The Wonderland Trail is generally accessible to backpackers from late July through the end of September. Depending on the snowfall levels from the previous winter and the arrival of the autumn storms, this window can shift from year to year. It is best to evaluate the snow levels in early March before you apply for your reservation. A good resource is the latest USDA Natural Resources Conservation Service Mountain Snowpack Map.
Annual Snowfall at Mount Rainier National Park
The Wonderland Trail is inaccessible much of the year. Mount Rainier lies front and center in the path of the jet stream which carries incredible amounts of precipitation in from the Pacific Ocean. Above a few thousand feet, this precipitation comes down as snow – so much so that many trees are completely buried each year. Over fifty feet of snow falls on average annually at the Paradise ranger station. Paradise claims to have the highest annual snowfall for any measuring-station in the world, the record being over ninety feet – suffice to say, much of the Wonderland Trail is under snow until late July and sometimes even August.
El Nino Seasonal Oscillation
The snows typically return in October, but depending on the El Nino/La Nina Seasonal Oscillation, this won’t always be the case. During a La Nina year, rainfall is statistically higher in the summer. Rainfall at sea level does not always mean rain at the higher elevations. Stories abound of late-summer snowstorms. In the 1980′s my father once had to wait out a snowstorm for two days on the Wonderland towards the end of summer. He always packed extra tea, fuel, food, and reading material for those occasions.

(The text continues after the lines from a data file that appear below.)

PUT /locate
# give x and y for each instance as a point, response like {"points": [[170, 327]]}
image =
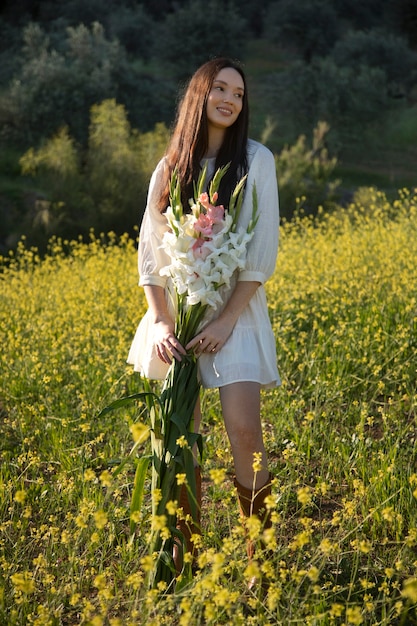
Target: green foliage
{"points": [[103, 187], [197, 32], [57, 86], [382, 50], [340, 433], [304, 175], [133, 28], [349, 99], [309, 27]]}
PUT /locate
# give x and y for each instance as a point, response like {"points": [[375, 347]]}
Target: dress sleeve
{"points": [[151, 257], [263, 247]]}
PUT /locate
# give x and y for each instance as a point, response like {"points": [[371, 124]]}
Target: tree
{"points": [[102, 187], [197, 32], [348, 99], [379, 49], [304, 174], [308, 27], [57, 87]]}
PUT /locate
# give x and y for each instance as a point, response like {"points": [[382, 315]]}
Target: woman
{"points": [[236, 347]]}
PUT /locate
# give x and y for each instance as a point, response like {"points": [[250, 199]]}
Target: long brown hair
{"points": [[189, 139]]}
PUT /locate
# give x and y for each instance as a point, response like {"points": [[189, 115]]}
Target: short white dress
{"points": [[249, 354]]}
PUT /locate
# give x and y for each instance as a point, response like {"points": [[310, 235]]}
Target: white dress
{"points": [[249, 354]]}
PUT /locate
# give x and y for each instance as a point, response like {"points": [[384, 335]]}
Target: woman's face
{"points": [[225, 99]]}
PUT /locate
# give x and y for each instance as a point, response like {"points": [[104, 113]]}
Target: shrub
{"points": [[103, 187], [382, 50], [197, 32], [304, 175]]}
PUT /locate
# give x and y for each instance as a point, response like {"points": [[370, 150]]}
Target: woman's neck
{"points": [[215, 138]]}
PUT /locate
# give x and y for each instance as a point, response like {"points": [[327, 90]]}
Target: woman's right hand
{"points": [[166, 343]]}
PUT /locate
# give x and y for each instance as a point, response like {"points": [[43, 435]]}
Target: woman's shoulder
{"points": [[255, 148]]}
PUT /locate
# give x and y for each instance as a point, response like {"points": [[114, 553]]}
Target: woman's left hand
{"points": [[212, 338]]}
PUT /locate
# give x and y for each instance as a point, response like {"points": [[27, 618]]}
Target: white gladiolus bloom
{"points": [[205, 251]]}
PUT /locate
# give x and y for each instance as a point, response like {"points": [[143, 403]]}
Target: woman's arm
{"points": [[213, 337]]}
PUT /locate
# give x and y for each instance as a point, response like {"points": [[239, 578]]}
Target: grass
{"points": [[340, 433]]}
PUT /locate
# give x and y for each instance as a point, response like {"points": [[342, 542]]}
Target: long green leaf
{"points": [[117, 404], [138, 489]]}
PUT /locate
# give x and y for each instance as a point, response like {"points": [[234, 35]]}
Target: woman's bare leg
{"points": [[241, 413]]}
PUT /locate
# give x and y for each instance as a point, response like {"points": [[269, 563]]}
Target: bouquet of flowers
{"points": [[205, 246]]}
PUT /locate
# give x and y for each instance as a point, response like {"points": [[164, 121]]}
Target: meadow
{"points": [[340, 433]]}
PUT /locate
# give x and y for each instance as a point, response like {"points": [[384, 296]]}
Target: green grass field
{"points": [[340, 433]]}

It is most-practical to hike the entire route in August or early September. I recommend September for a number of reasons: easier river crossings, fewer insects, lower temperatures, better trail conditions, and fewer hikers in general after Labor Day. September averages a few more rainy days each year than August, but nearly twice the rainfall. Regardless of the time of year, be prepared for rain. In mid September of 2009, I met a number of downtrodden hikers who had spent almost their entire trip hiking in the rain.

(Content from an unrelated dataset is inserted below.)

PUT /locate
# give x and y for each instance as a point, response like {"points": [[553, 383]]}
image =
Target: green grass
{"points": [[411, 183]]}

Firstly, when snowmelt is at its fastest in early summer, last year’s log bridges are prone to being swept downstream as streams overflow their banks. Every few years trail crews have to go in and install new log bridges on a number of big streams. These installations usually aren’t made until the water levels drop to manageable levels, so if you plan to hike in July, you’re likely to find yourself making some hairy fords. Problem crossings can include the Nisqually River, Kautz and Pyramid Creeks, the south and north forks of the Mowich River, and the west fork of White River. Towards the end of summer, these will probably all be spanned by log bridges with handrails, and the water levels are such that they can be safely forded.

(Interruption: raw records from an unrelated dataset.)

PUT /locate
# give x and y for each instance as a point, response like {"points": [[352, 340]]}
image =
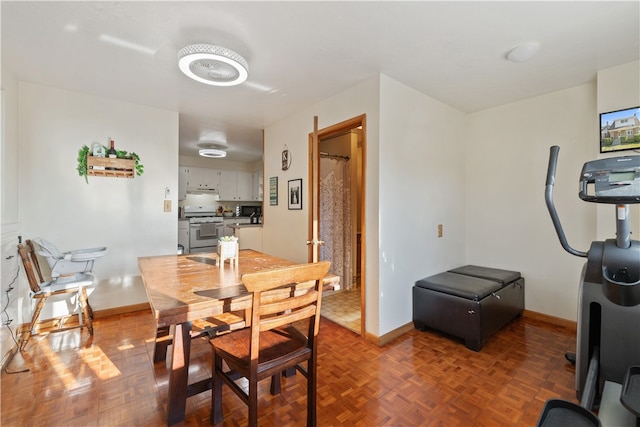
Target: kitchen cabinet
{"points": [[235, 185], [204, 179], [257, 186], [249, 237], [183, 234]]}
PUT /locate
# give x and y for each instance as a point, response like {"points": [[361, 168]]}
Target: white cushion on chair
{"points": [[68, 282]]}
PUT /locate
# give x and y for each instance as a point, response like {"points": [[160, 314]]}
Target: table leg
{"points": [[179, 373], [163, 339]]}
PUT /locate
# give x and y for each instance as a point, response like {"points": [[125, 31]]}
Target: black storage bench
{"points": [[469, 302]]}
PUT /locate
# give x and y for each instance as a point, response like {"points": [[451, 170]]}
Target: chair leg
{"points": [[86, 309], [275, 384], [34, 320], [216, 391], [311, 391]]}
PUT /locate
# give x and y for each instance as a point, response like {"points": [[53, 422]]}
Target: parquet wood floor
{"points": [[419, 379]]}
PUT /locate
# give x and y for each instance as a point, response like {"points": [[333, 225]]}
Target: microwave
{"points": [[248, 210]]}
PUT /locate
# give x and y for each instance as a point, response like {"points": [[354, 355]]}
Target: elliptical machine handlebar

Wildflowers and mosquitoes
Mosquitoes and other insects hatch in the moist soil next the receding snow line. That means that in late July and early August you have an opportunity to test your sanity against an army of bugs whose lives depend on a blood meal. In some places, it can be nearly unbearable. I once hiked the trail in the last week of July and was subjected to a few inconveniences, the largest one being the insects with a taste for stinky hiker. I have never been in worse mosquito conditions than on the west side of the mountain, right along the melting snowline.
Fortunately in late August and early September, the mosquito populations die down as the soil dries out and the nights become cooler. The later you can push your trip the less you will have to deal with mosquitoes. Unfortunately, if you want to see the wildflower meadows in full bloom, you have to come in August when it’s mosquito Mardi Gras. Pushing all wilderness fashion aside, you should consider bringing a mosquito hat, long sleeves and pants if you’re traveling early in the season.
Route Finding above the snowline
Another problem with hiking too early in the season is route finding. In my above-mentioned trip, Panhandle Gap at 6,750 feet was still under snow in late July. Even with great visibility, cross country travel with map and compass can be nerve-wracking if you’re unfamiliar with the territory. In addition, crossing snowfields on steep hillsides can be slow going – especially if you don’t have trekking poles.
In mid to late September the conditions are most-likely to be at their very best. The insects are largely gone, the daytime temperatures are typically mild, and the trail will be groomed, bare, and dry. Just be sure to bring a warm down jacket and gloves for chilly mornings, and be prepared for a few days of rain.